Steelers tackle Villanueva: mix up led to anthem flap
PITTSBURGH (AP) Alejandro Villanueva just wanted to get a glimpse of the American flag, the symbol he wore on his military uniform during three tours in Afghanistan before beginning an unlikely journey from Army Ranger to the NFL.
The massive left tackle and West Point graduate has no interest in becoming a symbol in a fight he wants no part of, no matter how it may have looked on Sunday at Soldier Field, when Villanueva found himself standing alone as the flag waved, the national anthem played and his teammates remained covered in darkness in a tunnel behind him.
The optics made it appear as if Villanueva was making a statement about where he stands in the mushrooming political battle that has turned high-profile athletes’ action (or inaction) during the playing of the ”Star Spangled Banner” into a national referendum on patriotism.
Villanueva insists he was not, that saluting the colors had everything to do with miscommunication and nothing to do with him setting himself apart from the organization, the coaches or the players who have helped craft his improbable success story.
”It’s a very embarrassing part on my end,” Villanueva said on Monday. ”When everyone sees images of me standing by myself, everybody thinks the team and the Steelers are not behind me and that is absolutely wrong. It’s quite the opposite.”
The Steelers met as a team on Saturday night to discuss how to handle the anthem following president Donald Trump’s tweets suggesting players who don’t stand for it should be fired.

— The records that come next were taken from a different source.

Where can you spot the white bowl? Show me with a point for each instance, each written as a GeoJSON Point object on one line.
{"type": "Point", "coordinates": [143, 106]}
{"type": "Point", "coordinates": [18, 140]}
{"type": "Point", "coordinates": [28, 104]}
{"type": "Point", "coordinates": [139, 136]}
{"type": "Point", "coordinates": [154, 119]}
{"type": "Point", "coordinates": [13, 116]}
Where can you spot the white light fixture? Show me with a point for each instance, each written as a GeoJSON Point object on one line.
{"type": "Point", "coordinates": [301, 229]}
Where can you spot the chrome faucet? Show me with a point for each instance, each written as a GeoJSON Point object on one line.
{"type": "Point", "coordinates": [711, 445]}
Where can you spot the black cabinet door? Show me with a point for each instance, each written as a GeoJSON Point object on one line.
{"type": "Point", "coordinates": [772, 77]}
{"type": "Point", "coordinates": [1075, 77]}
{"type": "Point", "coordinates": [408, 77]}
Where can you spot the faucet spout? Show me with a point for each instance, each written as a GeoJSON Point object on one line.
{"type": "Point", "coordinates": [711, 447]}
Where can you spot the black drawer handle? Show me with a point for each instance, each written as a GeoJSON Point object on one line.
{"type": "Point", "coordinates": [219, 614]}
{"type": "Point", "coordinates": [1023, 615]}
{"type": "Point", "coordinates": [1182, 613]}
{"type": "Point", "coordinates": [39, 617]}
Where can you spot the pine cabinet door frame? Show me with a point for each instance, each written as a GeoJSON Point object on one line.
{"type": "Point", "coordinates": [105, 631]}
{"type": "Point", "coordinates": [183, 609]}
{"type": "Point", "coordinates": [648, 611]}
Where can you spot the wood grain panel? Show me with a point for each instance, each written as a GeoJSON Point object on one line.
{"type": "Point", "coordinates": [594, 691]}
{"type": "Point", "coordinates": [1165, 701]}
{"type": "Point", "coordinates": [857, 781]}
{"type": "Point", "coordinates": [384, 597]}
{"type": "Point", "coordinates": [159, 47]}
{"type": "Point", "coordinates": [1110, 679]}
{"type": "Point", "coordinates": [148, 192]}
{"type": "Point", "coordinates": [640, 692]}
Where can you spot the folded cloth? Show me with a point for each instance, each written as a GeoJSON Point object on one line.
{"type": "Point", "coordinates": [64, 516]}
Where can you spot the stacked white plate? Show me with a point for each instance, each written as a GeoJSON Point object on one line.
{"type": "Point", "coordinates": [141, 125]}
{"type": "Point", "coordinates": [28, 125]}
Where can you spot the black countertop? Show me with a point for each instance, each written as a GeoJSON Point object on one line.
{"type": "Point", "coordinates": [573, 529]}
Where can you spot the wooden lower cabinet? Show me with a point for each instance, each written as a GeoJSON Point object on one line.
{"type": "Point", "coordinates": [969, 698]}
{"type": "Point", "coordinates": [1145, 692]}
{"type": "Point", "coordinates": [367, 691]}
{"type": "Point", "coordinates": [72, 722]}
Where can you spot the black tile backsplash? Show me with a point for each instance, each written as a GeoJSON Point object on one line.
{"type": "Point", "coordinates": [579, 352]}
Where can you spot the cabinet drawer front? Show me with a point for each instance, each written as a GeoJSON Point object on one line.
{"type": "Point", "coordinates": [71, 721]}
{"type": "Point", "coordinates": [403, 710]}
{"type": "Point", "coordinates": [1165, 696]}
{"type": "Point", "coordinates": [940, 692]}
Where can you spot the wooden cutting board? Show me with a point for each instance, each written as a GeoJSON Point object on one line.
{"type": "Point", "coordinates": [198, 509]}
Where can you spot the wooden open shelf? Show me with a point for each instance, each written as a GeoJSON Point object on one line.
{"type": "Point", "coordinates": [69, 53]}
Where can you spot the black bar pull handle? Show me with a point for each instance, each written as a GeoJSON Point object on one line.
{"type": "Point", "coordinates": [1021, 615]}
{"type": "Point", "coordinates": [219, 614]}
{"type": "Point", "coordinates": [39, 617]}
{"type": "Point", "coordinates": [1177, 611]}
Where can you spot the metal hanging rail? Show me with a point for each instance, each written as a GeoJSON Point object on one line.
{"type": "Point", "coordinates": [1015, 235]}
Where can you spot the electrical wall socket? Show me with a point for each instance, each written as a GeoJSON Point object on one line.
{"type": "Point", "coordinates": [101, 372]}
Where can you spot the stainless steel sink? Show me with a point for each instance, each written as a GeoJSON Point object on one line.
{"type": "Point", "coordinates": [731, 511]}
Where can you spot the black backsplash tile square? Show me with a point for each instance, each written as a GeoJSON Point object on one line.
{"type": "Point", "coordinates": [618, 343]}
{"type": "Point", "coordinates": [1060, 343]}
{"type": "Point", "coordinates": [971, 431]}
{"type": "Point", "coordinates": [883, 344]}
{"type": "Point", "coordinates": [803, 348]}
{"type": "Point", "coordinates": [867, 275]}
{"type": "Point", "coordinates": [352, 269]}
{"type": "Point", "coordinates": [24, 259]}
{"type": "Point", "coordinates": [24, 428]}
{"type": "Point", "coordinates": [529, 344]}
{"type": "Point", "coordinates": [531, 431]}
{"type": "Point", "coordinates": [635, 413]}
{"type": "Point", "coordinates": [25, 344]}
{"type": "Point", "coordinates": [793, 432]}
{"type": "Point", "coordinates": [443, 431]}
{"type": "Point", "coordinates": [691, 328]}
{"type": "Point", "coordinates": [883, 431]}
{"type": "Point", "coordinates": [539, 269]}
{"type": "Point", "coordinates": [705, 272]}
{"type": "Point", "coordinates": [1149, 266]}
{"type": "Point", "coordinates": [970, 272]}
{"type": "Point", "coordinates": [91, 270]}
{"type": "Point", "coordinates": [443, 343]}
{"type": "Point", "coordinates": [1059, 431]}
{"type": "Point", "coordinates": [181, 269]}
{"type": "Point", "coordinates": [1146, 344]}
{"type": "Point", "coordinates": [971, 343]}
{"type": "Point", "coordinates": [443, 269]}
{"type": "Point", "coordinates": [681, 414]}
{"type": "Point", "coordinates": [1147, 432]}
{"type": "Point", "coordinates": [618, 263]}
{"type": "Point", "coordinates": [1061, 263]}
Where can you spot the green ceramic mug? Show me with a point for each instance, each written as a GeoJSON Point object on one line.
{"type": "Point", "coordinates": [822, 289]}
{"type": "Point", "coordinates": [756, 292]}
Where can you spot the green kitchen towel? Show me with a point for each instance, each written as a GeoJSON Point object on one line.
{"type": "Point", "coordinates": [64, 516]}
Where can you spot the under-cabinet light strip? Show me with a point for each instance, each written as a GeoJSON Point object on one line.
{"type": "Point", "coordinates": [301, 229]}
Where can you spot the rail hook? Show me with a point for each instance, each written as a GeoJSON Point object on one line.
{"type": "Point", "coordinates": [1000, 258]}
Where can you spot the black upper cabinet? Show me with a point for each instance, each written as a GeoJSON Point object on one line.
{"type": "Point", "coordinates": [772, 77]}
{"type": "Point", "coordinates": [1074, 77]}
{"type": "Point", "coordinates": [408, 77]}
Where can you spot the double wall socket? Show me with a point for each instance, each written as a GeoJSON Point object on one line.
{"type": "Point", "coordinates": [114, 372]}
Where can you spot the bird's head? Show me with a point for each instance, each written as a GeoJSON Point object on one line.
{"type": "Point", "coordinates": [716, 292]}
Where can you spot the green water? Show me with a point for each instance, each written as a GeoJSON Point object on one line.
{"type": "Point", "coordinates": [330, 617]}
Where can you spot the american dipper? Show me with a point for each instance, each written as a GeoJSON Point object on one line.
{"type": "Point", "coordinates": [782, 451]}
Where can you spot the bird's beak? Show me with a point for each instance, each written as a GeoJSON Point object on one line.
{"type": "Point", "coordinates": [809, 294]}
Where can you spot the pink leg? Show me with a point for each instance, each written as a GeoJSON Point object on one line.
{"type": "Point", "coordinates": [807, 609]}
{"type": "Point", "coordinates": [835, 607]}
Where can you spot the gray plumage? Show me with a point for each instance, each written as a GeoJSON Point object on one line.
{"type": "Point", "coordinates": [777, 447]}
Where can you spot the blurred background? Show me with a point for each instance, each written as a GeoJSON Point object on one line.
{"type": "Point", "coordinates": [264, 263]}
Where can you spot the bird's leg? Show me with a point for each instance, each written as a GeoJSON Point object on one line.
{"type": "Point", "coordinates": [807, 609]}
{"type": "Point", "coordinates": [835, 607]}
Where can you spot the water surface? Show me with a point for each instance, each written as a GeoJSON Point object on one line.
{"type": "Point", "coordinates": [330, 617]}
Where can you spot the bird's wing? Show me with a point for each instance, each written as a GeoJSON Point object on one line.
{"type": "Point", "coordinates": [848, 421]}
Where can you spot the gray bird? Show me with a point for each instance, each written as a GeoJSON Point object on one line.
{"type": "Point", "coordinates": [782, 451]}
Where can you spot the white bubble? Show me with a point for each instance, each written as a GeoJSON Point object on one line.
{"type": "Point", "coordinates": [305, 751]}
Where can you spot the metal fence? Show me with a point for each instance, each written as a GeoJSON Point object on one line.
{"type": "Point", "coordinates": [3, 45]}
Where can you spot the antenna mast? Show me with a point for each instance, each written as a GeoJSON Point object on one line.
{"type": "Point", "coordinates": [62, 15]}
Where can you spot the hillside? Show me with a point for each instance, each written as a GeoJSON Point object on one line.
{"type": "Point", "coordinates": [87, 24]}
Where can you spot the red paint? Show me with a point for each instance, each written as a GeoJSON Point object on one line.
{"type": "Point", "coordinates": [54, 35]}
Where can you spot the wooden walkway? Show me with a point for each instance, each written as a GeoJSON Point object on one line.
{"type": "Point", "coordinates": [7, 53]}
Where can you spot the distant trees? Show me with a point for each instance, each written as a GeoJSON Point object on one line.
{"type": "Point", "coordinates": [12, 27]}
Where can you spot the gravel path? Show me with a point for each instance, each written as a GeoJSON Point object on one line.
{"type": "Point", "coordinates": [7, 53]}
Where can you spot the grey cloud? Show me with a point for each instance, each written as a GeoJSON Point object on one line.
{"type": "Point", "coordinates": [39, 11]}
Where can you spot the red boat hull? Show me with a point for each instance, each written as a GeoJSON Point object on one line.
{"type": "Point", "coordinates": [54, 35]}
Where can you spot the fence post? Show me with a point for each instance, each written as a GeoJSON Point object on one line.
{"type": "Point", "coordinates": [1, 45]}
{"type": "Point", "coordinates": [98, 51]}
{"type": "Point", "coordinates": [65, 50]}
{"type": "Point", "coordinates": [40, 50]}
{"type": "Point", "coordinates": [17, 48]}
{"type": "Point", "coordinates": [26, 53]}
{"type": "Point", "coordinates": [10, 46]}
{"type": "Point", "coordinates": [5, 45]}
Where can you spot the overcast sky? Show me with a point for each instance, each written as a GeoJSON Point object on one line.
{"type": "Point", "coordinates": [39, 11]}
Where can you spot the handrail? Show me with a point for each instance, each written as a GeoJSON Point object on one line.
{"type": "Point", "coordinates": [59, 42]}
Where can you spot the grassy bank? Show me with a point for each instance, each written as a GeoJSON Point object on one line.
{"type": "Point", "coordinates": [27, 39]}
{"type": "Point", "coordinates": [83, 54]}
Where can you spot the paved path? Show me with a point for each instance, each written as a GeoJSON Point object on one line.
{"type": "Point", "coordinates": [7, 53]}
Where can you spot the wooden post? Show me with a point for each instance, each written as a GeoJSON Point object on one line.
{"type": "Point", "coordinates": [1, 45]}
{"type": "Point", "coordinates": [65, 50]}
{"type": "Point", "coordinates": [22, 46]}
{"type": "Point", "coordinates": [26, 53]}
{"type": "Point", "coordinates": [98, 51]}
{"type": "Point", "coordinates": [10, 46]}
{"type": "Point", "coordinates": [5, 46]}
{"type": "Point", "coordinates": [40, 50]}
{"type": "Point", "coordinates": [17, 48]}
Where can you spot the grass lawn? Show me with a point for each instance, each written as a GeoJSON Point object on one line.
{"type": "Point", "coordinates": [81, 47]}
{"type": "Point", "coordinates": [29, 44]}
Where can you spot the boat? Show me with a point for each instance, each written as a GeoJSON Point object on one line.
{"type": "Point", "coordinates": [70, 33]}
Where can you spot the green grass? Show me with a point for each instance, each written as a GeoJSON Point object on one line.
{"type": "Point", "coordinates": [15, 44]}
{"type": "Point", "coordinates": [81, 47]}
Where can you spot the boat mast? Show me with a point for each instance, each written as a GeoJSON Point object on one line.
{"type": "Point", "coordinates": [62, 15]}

Coach Mike Tomlin told his players whatever they decided, they needed to do it as a team. When the group couldn’t reach a consensus, they opted to remove themselves from the situation by staying off the field until after the anthem was played.
Villanueva reached out to quarterback Ben Roethlisberger, asking if he could be at the front of the pack. Roethlisberger told Villanueva to meet in the tunnel four minutes before kickoff. Villanueva said he arrived early and walked out far enough to see the flag. He asked a security guard when the anthem would start and was told ”20 seconds.” He turned back toward his teammates in the tunnel when the music began playing.
So Villanueva did what he’s done his entire life: he stopped and put his right hand over his heart even as his mind raced.
”The decision was `Do you walk out of the national anthem and join your teammates?”’ Villanueva said. ”I know that would have looked extremely bad. Or as a team do you start moving halfway through the national anthem? What you can get out of this is that we essentially butchered our plan.”
Leaving the 29-year-old Villanueva and the Steelers in a difficult spot. Roethlisberger and the rest of the 53-man roster was ready to join Villanueva but was slowed by a group of Chicago fans exiting the field. Then the first verse was roaring through the loudspeakers and it was too late.
”I wish today we would have continued down,” Roethlisberger said. ”I know there would have been a lot of chaos and commotion because the guys behind us wouldn’t know what was going on. There was no division there. That’s just the way it appeared through pictures and cameras and stuff.”
Roethlisberger said the entire team will take the field on Sunday when Pittsburgh plays in Baltimore, though it’s uncertain whether they will present a unified front or have some players protest in some form.
Either way, they will be there alongside Villanueva, who defended his teammates for the surreal scene at Soldier Field, placing the blame on himself.
”The entire team would have been out there with me, even the ones that wanted to take a knee would have been there with me had they known these extremely (difficult) circumstances,” he said.
”Because of that I’ve made Mike Tomlin look bad, and that’s my fault and my fault only. I’ve made my teammates look bad and that’s my fault and my fault only. I also look bad and that’s my fault and my fault only.”
Regardless of the actual intentions of all involved, the combination of Villanueva’s background and the striking image of his No. 78 cutting a singular figure against the Soldier Field grass on a politically charged afternoon across the NFL turned him into an unwitting cause celebrity.
The former undrafted free agent whose professional football career nearly ended shortly after it began when he was cut by Philadelphia in 2014 had the most popular-selling jersey on the league’s website Monday.
On social media, he was hailed as a hero for appearing to take a stance against the growing tide of protests that began when former San Francisco quarterback Colin Kaepernick took a knee during the 2016 season to bring attention to the issues of police brutality and racial injustice.
Villanueva wasn’t doing anything of the sort.
”That’s completely wrong, and every single time I see that picture of me standing by myself, I feel embarrassed to a degree because unintentionally I left my teammates behind,” he said.
”It wasn’t me stepping forward. I never planned to boycott the plan that the Steelers came up with. I just thought there would be some middle ground where I could stand in the tunnel, nobody would see me.”